Five tricks anyone giving a speech needs to know

Public speaking is an important skill in the world of work. Here are five things you can do to become better at it

By Tim Gibson

Whatever your occupation, sooner or later you’ll be asked to speak in public. It’s a crucial skill to have, but not something that comes naturally to everyone.

    Show your audience why you’re worth listening to, establish your authority or your shared interests.  

To help build your confidence, here are five tricks that will bring structure, form and pizzazz to your presentation. Get ready to blow your audience away.

1. Establish a connection with your audience

The most effective public speakers are skilled at establishing a rapport with their audience. They know how to push their buttons, make connections, and create the feeling that they’re on the same side.

Consider a seasoned performer like Tony Blair, for example. Love him or loathe him, few can deny his gift for oratory.

Blair’s valedictory speech to the 2007 Labour Party Conference, including his famous line about Cherie running off with the bloke next door (who was, of course, her arch-enemy Gordon Brown), is widely regarded as one of the finest political speeches so far in the 21st century.

Why? Because Blair instantly connected with his audience, deploying what the Ancient Greeks called “Ethos” to establish his authority. He used self-effacement, humour and a gentle underscoring of his credentials to ensure the people in the hall at Bournemouth were eating out of his hand.

If you’re to be effective from a podium, this trick is well worth learning. Show your audience why you’re worth listening to, establish your authority or your shared interests. That way, you’ll have their attention from the get-go, giving you firm foundations on which to build.

2. Remember the rule of three

Snap, crackle and pop. The good, the bad and the ugly. The Father, the Son and the Holy Ghost.
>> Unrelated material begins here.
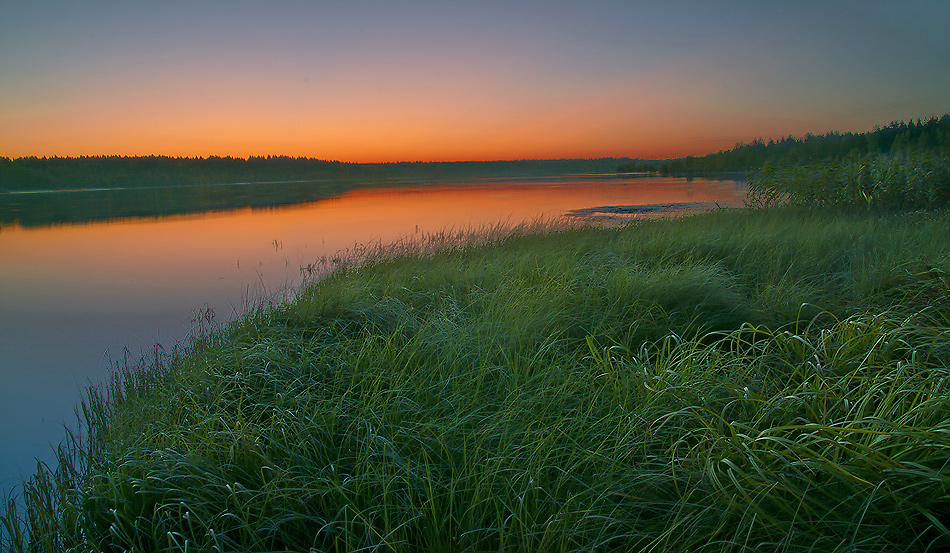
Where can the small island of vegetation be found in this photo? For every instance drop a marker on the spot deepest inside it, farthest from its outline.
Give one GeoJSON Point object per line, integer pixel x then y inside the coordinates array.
{"type": "Point", "coordinates": [775, 378]}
No one knows the reason, but, linguistically speaking, we love groupings of three. They sit well on the page and when spoken aloud.

If you’re in any doubt, try to construct a list of two or four things. “We need to reform social care, education, prisons and immigration policies.”

Doesn’t work, does it? But change it to this – “We need to reform social care, education and prisons” – and suddenly the rhythm sits much more comfortably.

You can deploy the rule of three in other ways, too. Try to cover three points in your speech, giving it three clear elements that come together to make a whole. In just the same way that we feel oddly satisfied by a list of three things, so too are we pleased by a threefold structure to a talk.

Don’t ask me why. Just do it and you’ll soon see the difference.

3. Use words well

Words are powerful. They can change attitudes and start revolutions. They can win arguments and empower people to change the world.

Or they can fall flat, leaving your audience disengaged, uninspired and uninterested.

    Words are powerful. They can change attitudes and start revolutions.  

Worse still, they can become a distraction: rather than enhancing your speech, they’ll actually get in the way of the audience’s engagement with your message.

So remember George Orwell’s famous dictum: “Good writing should be transparent, like a windowpane.”

The point is simple: use words effectively. Keep them simple. Write in short sentences, with a nice rhythm and flow. Read your script aloud before you stand up to deliver it. If you stumble over any section, the audience will, too. So reword it, making it as pane-like as possible.

Oh, and I don’t need to remind you to avoid using words you don’t know the meaning of, do I? No one likes a sesquipedalian.

4. Be yourself, and then some

You know the advice you were given by every schoolteacher you ever had in advance of giving a speech? When they told you just to “be yourself”?

Well, they were only half right. You do need to be yourself, but you need to be a magnified version of yourself.

The reason is simple: when you’re stood in front of a group of people, their distance from you has a flattening effect. Your gestures seem smaller, your verbal emphases are less pronounced.

So you need to dial things up, just a touch. Be a slightly more theatrical version of your true self, and the audience will see you as you really are.

The absolute master of this art is TV presenter Alan Titchmarsh. Look at him presenting any video (like this one, for Waitrose) and you’ll see how he slightly exaggerates his gestures, going just big enough to be noticed, but not so over the top as to seem unnatural. Watch and learn.

5. Finish with a bang

Greek rhetoricians used the term “peroration”, to denote the closing section of a speech. Its purpose is to fire the audience up, encourage action and give them a take-home message.

You need a peroration to make your speech effective. Build to a crescendo, using slightly more dramatic language and tighter phrasing.

Use rhythm to give a sense of drama. Address your audience with a challenge or an imperative. They need to be inspired to act. They need to reshape the world. They need to go from your presence and be innovators, revolutionaries, people who make a difference.

Of course, if your speech is a five-minute toolbox talk about Health and Safety, you may not want to go overboard with your peroration. But whatever your topic, you should give a clear sense of what the audience needs to do with the information you’ve imparted. There’s no point talking if it doesn’t impel some kind of a response.